In “The Mark of the Rani”, his and the Rani’s priorities are clear. While the Master spends the whole time obsessing over the most fitting way to kill the Doctor, the Rani rolls her eyes and gets on with the actual work of trying to conquer the universe.
When she runs into the Doctor again in “Time and the Rani”, she quickly captures and takes advantage of a discombobulated post-regeneration Doctor so she can use his genius to finish her plan. But while the Master would get an absolute kick out of having the Doctor as his puppet, the Rani spends her time irritated and impatient with the whole thing.
So, if she’s been following the Doctor around time and space for a while, we can trust that this is about more than vengeance. The Master might go through Time and Space, building a virtual afterlife to create a Cyberman army to give the Doctor as a present while screaming “Notice me!”, but that is not the Rani’s style. With the titles of the final two-parter, “Wish World” and “The Reality War”, we can safely guess that the destruction of planet Earth is merely a byproduct on the way to conquering reality itself.

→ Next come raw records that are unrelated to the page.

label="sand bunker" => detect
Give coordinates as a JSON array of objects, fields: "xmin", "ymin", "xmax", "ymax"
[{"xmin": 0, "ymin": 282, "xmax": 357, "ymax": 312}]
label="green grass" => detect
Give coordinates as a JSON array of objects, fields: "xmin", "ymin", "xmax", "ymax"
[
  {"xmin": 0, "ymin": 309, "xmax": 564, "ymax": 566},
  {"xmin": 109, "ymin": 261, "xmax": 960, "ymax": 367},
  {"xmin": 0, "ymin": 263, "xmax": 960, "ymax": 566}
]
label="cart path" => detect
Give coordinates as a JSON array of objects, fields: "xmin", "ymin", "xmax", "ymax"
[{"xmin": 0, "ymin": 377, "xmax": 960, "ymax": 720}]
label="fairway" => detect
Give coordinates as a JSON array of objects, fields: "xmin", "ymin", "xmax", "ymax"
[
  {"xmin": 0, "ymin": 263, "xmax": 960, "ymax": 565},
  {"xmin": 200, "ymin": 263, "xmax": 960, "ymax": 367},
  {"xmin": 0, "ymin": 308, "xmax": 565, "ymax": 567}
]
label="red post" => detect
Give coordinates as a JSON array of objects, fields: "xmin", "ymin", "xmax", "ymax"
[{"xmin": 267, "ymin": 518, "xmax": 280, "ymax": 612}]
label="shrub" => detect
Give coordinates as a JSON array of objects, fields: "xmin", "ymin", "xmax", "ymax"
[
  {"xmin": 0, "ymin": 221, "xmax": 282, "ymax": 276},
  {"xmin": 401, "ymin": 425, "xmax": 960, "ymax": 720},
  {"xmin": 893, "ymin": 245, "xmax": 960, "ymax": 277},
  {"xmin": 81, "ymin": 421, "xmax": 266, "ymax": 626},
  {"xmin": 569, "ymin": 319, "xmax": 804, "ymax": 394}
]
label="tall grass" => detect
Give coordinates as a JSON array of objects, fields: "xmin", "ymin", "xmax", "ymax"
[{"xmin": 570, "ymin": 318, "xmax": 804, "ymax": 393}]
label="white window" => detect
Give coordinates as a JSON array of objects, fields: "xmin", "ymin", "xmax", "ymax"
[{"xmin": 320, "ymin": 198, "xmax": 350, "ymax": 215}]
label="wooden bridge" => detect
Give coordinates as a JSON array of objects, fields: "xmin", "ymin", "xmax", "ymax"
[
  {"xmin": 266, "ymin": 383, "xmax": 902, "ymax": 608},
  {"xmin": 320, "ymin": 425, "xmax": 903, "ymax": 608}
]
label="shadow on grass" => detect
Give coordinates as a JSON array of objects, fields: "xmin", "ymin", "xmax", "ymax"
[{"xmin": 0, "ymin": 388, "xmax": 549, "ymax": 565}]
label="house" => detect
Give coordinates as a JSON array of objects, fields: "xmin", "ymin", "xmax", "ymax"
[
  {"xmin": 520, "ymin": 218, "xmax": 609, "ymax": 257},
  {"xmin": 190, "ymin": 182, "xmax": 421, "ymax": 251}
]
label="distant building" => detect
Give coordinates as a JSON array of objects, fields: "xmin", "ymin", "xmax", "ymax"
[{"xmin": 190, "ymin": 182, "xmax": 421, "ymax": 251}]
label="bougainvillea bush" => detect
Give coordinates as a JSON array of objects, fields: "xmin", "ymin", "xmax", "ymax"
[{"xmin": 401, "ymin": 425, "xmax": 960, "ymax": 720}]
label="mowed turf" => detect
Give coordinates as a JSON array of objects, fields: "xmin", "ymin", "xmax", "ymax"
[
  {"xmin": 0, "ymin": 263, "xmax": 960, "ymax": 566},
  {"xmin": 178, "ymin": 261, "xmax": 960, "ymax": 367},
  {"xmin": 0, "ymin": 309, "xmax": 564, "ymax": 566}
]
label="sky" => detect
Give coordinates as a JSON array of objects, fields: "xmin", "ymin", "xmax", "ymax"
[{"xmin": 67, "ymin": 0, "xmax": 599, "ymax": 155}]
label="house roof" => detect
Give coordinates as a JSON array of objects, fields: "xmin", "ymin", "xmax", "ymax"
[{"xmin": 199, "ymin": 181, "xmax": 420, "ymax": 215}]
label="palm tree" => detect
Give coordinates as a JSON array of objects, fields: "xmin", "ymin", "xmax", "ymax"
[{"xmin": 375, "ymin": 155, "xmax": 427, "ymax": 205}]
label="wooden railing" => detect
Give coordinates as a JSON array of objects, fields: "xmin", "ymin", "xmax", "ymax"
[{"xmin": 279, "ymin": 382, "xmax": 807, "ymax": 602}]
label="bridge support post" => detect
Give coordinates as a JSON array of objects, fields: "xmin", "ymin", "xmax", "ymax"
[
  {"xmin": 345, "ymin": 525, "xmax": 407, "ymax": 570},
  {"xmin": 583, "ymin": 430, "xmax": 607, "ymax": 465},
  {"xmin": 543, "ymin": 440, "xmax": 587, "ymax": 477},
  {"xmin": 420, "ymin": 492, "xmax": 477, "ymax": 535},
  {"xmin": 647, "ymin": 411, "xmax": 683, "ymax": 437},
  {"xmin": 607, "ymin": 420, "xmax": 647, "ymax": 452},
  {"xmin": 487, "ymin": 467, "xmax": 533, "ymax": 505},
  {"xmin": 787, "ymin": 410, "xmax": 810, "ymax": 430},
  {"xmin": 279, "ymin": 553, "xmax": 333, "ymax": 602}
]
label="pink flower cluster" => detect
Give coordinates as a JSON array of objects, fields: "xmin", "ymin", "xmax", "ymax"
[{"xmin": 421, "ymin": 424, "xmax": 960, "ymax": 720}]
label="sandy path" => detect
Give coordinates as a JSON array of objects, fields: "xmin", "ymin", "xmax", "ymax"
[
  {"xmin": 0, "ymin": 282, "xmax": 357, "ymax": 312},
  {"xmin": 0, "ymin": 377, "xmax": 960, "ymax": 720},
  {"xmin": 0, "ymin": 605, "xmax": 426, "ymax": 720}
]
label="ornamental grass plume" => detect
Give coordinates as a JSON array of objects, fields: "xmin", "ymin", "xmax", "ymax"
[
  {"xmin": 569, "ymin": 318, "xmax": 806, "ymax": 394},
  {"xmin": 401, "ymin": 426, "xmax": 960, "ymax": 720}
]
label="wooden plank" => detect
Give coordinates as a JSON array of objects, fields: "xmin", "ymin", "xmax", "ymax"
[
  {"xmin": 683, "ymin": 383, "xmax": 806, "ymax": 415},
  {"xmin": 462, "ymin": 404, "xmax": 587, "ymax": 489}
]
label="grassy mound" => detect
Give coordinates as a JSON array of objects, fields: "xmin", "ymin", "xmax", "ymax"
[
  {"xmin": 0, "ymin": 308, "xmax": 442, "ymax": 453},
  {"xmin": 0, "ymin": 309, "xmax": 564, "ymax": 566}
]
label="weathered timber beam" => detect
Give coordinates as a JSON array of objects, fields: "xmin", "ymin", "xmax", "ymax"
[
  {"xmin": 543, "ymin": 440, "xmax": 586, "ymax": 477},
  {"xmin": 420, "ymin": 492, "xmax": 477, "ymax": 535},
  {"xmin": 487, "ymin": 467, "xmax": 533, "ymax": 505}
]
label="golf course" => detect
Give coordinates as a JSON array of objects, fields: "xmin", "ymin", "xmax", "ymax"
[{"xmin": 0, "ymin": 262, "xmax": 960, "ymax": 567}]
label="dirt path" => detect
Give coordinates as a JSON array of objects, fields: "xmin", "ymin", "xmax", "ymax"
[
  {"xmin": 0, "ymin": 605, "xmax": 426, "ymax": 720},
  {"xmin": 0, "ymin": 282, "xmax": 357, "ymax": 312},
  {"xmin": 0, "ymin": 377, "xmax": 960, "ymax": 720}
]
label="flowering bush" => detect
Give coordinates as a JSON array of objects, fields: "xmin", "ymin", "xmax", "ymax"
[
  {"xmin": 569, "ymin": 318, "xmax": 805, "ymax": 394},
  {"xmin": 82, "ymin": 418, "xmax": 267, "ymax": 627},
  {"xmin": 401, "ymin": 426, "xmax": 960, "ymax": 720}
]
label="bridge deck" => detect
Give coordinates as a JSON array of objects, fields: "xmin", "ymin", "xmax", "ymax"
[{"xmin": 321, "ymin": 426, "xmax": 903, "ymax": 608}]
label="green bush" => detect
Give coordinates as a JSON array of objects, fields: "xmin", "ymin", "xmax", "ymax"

But there is an added twist in the tale…
A Rani and The Rani
Our first real clue to the identity of the Rani is when she starts regenerating. But this is not just any regeneration. Whatever happened to make the Fourteenth and Fifteenth Doctor’s “bi-regenerate” in “The Giggle”, it seems to have had wider repercussions, because as the Rani regenerates she splits into two.
Now what’s interesting here is that normally in any multi-incarnation Time Lord encounter, there is an established dynamic. Namely, bickering. Put Missy and the Master, or any two given Doctors in a room and they will be immediately start sniping at each other in an attempt to assert dominance. That and maybe flirting a bit.